Companies buying coffee can input the price they pay for raw beans and the tool calculates that price into one of four tiers related to the livelihood of producers: poverty price, legal price, living price, and prosperous price. It’s a way to help coffee buyers truly understand the cost breakdown and also to encourage a shift in buyer’s minds.
“People still say it’s hard to convince buyers,” said Espíndola Rafael. “You’re damn straight it’s hard. And you know what’s also hard? The poverty that these producers are living in.”
But the price per cup doesn’t have to be out of reach for an average consumer, or climb as high as $150. Espíndola Rafael points to an exercise they did with a café in New York City, where they asked the retailer to adjust their cost per cup of coffee to $3.27 to reflect what would be the legal wage paid to a producer from a specific region in Colombia. The cafe agreed, saying the difference was not much higher than what they already charged, and was something customers were willing to pay — especially if it guaranteed a certain wage to the people growing the coffee.

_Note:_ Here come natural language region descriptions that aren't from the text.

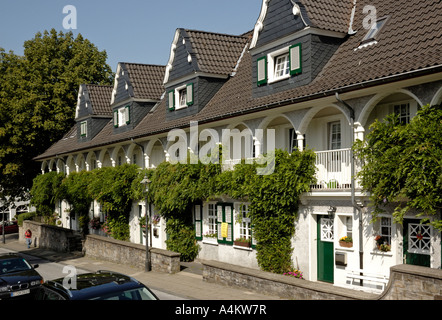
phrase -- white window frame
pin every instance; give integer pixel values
(83, 129)
(122, 117)
(419, 246)
(212, 217)
(332, 135)
(180, 96)
(245, 224)
(271, 64)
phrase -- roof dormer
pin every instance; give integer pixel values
(137, 89)
(292, 42)
(93, 110)
(199, 64)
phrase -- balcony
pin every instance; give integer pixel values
(333, 170)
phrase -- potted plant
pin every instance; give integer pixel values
(243, 242)
(382, 244)
(295, 274)
(346, 242)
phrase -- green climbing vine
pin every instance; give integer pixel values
(176, 188)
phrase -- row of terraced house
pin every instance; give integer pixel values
(310, 70)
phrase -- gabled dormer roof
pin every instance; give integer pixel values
(93, 100)
(210, 53)
(138, 81)
(280, 18)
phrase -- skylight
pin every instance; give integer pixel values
(374, 30)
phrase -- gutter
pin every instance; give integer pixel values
(344, 89)
(353, 200)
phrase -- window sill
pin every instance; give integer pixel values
(243, 248)
(210, 241)
(273, 80)
(376, 252)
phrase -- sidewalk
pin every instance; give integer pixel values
(187, 284)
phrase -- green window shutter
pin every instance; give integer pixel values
(253, 238)
(295, 56)
(127, 111)
(219, 220)
(171, 100)
(198, 218)
(83, 129)
(189, 94)
(116, 118)
(262, 70)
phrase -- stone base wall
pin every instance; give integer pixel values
(407, 282)
(132, 254)
(48, 237)
(274, 284)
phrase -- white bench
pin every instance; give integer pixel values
(370, 277)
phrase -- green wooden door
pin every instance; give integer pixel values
(417, 242)
(325, 249)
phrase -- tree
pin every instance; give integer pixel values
(38, 94)
(403, 165)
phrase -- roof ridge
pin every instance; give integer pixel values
(144, 64)
(216, 33)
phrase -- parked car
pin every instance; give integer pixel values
(10, 227)
(100, 285)
(18, 279)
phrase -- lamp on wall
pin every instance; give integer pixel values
(331, 211)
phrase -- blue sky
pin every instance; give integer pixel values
(138, 31)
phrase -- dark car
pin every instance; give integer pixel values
(18, 279)
(10, 227)
(100, 285)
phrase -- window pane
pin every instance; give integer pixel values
(282, 66)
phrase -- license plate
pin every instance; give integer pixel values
(20, 293)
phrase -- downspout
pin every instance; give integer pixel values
(353, 200)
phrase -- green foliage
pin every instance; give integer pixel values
(181, 238)
(25, 216)
(175, 188)
(112, 188)
(38, 95)
(45, 192)
(402, 164)
(273, 205)
(74, 190)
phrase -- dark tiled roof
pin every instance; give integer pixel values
(410, 42)
(146, 80)
(100, 97)
(333, 15)
(216, 53)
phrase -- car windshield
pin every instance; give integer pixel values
(13, 265)
(132, 294)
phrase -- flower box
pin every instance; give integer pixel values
(346, 244)
(239, 243)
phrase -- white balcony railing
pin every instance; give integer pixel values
(333, 169)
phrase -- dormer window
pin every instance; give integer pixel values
(372, 34)
(122, 117)
(374, 30)
(282, 66)
(180, 97)
(279, 65)
(83, 129)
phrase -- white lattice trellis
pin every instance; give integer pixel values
(419, 238)
(327, 231)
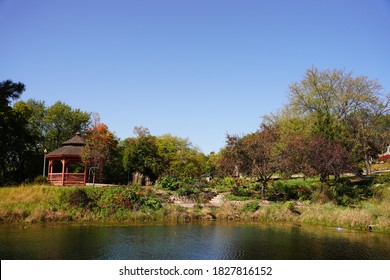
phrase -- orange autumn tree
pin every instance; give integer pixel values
(100, 145)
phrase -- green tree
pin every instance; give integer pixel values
(343, 109)
(15, 138)
(100, 149)
(255, 155)
(141, 154)
(179, 157)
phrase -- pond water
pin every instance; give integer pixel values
(211, 241)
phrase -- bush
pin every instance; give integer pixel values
(242, 191)
(382, 179)
(79, 198)
(281, 191)
(384, 158)
(346, 193)
(169, 182)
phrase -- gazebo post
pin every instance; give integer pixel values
(63, 171)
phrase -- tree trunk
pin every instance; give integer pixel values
(367, 162)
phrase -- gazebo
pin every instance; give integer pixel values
(65, 165)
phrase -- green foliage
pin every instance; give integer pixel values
(346, 193)
(223, 184)
(242, 191)
(252, 206)
(282, 191)
(79, 198)
(169, 183)
(382, 179)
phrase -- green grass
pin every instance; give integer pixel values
(37, 204)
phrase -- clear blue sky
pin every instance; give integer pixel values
(197, 69)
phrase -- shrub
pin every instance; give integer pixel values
(79, 198)
(242, 191)
(169, 182)
(346, 193)
(382, 179)
(384, 158)
(252, 206)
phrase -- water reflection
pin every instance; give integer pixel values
(190, 241)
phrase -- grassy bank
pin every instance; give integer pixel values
(37, 204)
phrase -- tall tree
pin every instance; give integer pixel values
(344, 109)
(15, 138)
(255, 155)
(179, 157)
(100, 148)
(141, 154)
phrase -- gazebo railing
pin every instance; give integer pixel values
(69, 178)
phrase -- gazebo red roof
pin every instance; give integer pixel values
(70, 148)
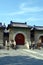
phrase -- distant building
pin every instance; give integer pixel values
(22, 33)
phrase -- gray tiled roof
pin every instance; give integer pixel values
(16, 24)
(38, 27)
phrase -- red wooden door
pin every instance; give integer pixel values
(20, 39)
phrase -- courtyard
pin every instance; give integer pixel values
(21, 57)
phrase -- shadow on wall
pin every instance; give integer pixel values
(20, 60)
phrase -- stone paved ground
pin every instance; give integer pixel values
(21, 57)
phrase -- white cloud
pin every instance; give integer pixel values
(34, 19)
(30, 8)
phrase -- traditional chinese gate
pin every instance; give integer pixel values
(20, 39)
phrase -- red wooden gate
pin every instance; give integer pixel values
(20, 39)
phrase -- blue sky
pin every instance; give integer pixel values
(30, 11)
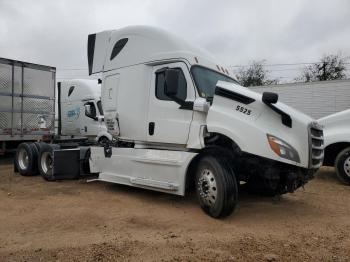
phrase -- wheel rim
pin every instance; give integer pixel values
(46, 163)
(207, 187)
(23, 159)
(347, 166)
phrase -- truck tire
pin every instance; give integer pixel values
(342, 165)
(46, 161)
(103, 140)
(216, 186)
(26, 159)
(38, 145)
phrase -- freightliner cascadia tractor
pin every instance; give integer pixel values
(179, 121)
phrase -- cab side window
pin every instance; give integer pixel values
(160, 86)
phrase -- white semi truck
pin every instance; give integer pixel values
(330, 102)
(180, 121)
(337, 143)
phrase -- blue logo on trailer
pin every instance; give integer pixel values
(74, 113)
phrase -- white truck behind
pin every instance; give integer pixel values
(180, 121)
(337, 143)
(80, 109)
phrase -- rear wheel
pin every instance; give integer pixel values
(103, 140)
(26, 159)
(46, 161)
(216, 186)
(342, 165)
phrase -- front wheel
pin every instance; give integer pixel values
(342, 165)
(216, 186)
(26, 159)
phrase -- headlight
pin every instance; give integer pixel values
(283, 149)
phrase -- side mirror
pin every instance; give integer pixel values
(90, 111)
(171, 82)
(270, 98)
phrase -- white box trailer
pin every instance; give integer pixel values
(179, 120)
(27, 107)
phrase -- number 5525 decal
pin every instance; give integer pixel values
(243, 110)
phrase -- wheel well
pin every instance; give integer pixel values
(214, 144)
(331, 152)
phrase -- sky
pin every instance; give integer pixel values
(236, 32)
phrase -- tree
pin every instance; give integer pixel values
(255, 75)
(331, 67)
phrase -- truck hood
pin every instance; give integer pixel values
(295, 114)
(241, 115)
(337, 117)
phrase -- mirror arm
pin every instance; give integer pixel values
(186, 105)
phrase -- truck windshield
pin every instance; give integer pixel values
(206, 80)
(99, 105)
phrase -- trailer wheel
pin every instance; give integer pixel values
(342, 165)
(26, 159)
(216, 186)
(46, 161)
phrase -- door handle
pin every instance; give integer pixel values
(151, 126)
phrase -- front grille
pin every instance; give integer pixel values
(316, 145)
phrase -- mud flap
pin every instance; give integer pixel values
(66, 164)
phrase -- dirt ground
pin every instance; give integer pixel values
(79, 221)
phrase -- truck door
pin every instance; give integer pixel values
(167, 123)
(89, 125)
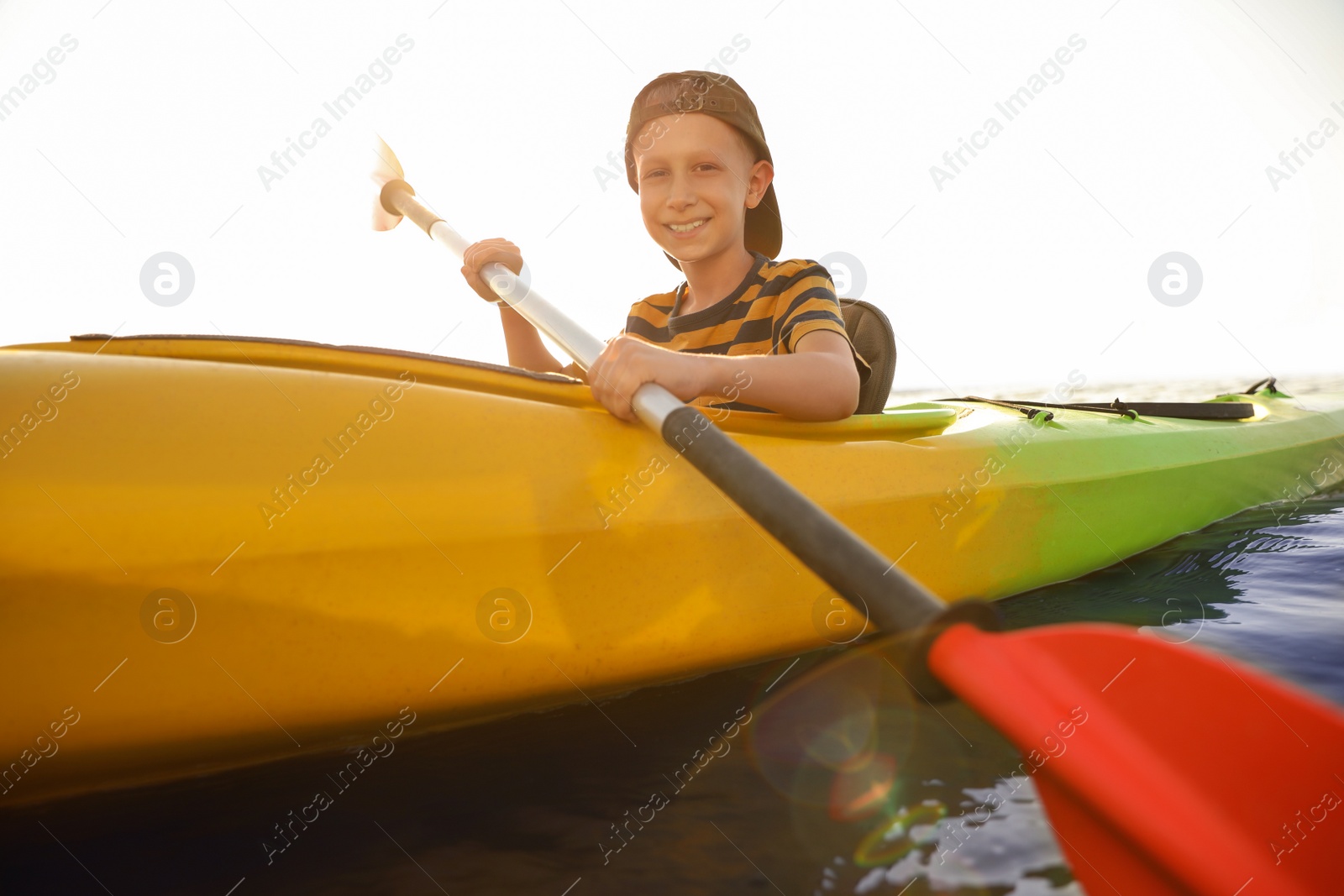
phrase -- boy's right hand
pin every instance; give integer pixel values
(488, 251)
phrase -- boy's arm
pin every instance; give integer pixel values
(524, 344)
(816, 382)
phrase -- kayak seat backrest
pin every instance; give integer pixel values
(870, 331)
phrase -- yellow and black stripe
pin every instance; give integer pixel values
(774, 307)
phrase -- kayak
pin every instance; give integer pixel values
(219, 551)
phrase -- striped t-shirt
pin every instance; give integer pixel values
(774, 307)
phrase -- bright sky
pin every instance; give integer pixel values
(1030, 262)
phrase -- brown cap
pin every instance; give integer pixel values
(718, 96)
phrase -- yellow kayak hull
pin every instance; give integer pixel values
(217, 553)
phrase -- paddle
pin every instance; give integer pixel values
(1189, 774)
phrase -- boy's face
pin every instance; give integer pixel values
(696, 181)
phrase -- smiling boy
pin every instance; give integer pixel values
(743, 332)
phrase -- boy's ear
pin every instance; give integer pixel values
(763, 172)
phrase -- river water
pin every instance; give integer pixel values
(551, 802)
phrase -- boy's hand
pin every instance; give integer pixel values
(628, 363)
(488, 251)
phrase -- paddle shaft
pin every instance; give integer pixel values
(891, 600)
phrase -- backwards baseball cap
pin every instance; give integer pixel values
(679, 93)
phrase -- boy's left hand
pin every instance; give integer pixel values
(628, 363)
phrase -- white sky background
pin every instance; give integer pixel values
(1019, 270)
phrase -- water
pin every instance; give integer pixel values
(530, 804)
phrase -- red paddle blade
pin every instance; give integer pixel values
(1164, 768)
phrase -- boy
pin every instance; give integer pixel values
(743, 332)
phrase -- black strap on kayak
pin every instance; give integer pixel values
(1176, 410)
(1021, 407)
(1269, 382)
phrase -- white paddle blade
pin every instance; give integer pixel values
(385, 168)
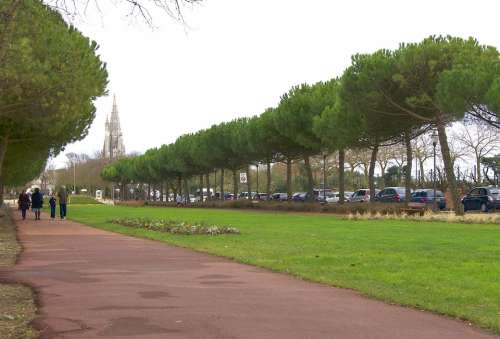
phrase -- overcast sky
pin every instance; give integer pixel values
(238, 56)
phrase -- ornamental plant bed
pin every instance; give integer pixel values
(175, 227)
(291, 206)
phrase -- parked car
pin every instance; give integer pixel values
(391, 194)
(279, 196)
(299, 196)
(426, 196)
(321, 194)
(245, 195)
(335, 197)
(302, 196)
(261, 196)
(482, 198)
(227, 196)
(361, 195)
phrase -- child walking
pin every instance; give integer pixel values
(52, 203)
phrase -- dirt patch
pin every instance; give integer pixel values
(17, 306)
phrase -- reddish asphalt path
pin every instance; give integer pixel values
(95, 284)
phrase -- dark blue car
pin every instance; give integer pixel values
(426, 196)
(483, 199)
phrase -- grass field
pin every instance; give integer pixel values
(452, 269)
(17, 306)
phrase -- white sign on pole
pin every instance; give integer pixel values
(243, 178)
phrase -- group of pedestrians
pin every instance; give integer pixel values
(35, 201)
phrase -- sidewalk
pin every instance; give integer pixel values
(93, 283)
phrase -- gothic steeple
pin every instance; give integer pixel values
(113, 139)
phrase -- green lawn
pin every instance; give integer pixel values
(452, 269)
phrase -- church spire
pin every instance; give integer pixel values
(113, 138)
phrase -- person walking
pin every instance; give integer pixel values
(24, 203)
(52, 203)
(37, 203)
(62, 195)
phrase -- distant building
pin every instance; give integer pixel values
(113, 137)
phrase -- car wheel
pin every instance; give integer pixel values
(484, 208)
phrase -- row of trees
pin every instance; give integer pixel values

“I do believe in the power of the consumer,” she said. “One of the things that I would encourage consumers to ask is simply: ‘Do you know how much the producer was paid for this coffee? And do you have a reference point to find that?’”
Matt Lounsbury, from Proud Mary Café, also argues that paying attention to the price we’re willing to pay for coffee is important to the long-term sustainability of the coffee market. From picking to processing, growing coffee is labor intensive, and the ongoing climate crisis has led to widespread drought and disease, making it a risky financial endeavor. Similar to farming in the United States, children of coffee farmers often don’t want to inherit the farms.
“There’s no money in it,” said Lounsbury. “So they’re just letting it go or they’re turning it into another more cash oriented-crop.”
Ironically, this all comes at a time when coffee drinking has reached an all time high. Americans now drink coffee more than any other beverage, including tap water. Coffee has become integral to our lives — no matter which side of the supply chain you are on.